New federal law protects employee privacy

If Canadian companies are to participate in the global economy, provinces must bring forth new legislation to mirror Ottawa’s privacy initiative for the private sector. Without it, companies will soon be prohibited from the transfer of personal information with European nations.

Receiving Royal Assent on April 13, 2000, Canada’s new Personal Information Protection and Electronic Documents Act comes into effect on Jan. 1, 2001. By this date, employers in the federally regulated private sector must institute a significant number of measures to protect the privacy of their employees. Except for a few leading companies that have been attentive to privacy developments, it is likely that many Canadian firms will soon find themselves scrambling to achieve compliance.

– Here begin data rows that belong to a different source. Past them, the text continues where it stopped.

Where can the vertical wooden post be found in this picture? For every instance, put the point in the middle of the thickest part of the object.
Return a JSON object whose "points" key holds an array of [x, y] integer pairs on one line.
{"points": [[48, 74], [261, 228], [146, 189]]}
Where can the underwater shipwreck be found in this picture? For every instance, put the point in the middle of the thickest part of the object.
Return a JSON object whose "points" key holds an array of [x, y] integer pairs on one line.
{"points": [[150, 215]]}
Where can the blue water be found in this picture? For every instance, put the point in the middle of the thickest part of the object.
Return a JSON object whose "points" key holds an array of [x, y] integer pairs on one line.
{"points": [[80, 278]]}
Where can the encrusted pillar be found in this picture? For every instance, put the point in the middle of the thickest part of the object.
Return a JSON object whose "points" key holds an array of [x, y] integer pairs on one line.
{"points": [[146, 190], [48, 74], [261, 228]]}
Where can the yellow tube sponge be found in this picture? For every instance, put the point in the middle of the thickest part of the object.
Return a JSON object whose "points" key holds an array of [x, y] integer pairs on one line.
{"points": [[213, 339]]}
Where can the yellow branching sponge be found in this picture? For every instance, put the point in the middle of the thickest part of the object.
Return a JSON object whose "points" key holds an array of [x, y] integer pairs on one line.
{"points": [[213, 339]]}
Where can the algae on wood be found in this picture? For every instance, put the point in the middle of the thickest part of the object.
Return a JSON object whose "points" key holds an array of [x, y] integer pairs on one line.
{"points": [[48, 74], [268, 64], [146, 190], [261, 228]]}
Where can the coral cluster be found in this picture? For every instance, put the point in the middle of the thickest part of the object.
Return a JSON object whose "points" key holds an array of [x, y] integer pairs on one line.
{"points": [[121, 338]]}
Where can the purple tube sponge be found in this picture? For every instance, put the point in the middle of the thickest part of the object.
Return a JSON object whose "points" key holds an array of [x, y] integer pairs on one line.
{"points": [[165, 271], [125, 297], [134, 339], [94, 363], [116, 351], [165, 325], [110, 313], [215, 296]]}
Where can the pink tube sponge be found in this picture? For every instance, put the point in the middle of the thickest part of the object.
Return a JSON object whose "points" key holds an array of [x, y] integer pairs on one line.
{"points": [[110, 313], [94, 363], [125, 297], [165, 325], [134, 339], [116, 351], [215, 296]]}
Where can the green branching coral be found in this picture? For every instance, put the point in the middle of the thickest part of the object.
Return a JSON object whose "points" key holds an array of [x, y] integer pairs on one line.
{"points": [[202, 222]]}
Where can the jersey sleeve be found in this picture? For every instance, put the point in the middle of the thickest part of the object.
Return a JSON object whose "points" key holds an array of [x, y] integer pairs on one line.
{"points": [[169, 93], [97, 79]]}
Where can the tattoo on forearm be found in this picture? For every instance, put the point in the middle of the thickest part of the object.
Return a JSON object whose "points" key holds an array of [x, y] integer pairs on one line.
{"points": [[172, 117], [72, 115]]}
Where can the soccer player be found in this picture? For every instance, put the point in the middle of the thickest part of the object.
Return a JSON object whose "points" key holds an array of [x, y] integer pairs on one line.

Measures companies must implement include:

•developing and issuing policies and procedures incorporating privacy protections;

•documenting the purposes for which employee personal information is collected;

•obtaining employee consent for the collection and use of this information;

•providing for employees to access and correct their own data, as well as to access information about how that data has been used; and

•establishing training and communication programs, and complaint and recourse mechanisms.

Employees not satisfied with how management handles their personal information will have the right to appeal to the Federal Privacy Commissioner, and ultimately to the Courts. The Commissioner’s significantly expanded powers to investigate and audit employers, as well as to educate the public and promote good practices, are the central enforcement feature of the new law, reflecting a complaint-driven ombudsman approach to effecting privacy protection.

Background

The Personal Information Protection and Electronic Documents Act is designed to advance Canada’s participation in the global networked economy by eliminating two key barriers to the growth of electronic commerce: fears of the loss of personal privacy, and the lack of legal standing for electronic documents. The roots of the act with respect to privacy trace back to the Canadian Standards Association Model Code for the Protection of Personal Information, which emerged as a voluntary national standard in 1995. The new act incorporates this code, and its 10 principles of fair information practice modeled on the 1980 Organization for Economic Co-operation and Development guidelines, verbatim as a schedule providing the substance of what businesses must do when dealing with the personal information of customers or employees.

While the act clearly evolved out of domestic concerns about protecting privacy, the European Union’s Data Protection Directive, passed in 1995 and effective in 1998, also contributed to the bill’s passage. In keeping with the strict regulatory approach towards personal information common in the EU, the directive prohibits the transfer of personal information from Europe to other countries lacking an adequate level of data protection. The European Commission recently announced that it is considering whether the new Canadian law qualifies Canada as a country having an adequate level of privacy protection. Such a finding would be clearly beneficial, and was promoted as one of the objectives of the legislation.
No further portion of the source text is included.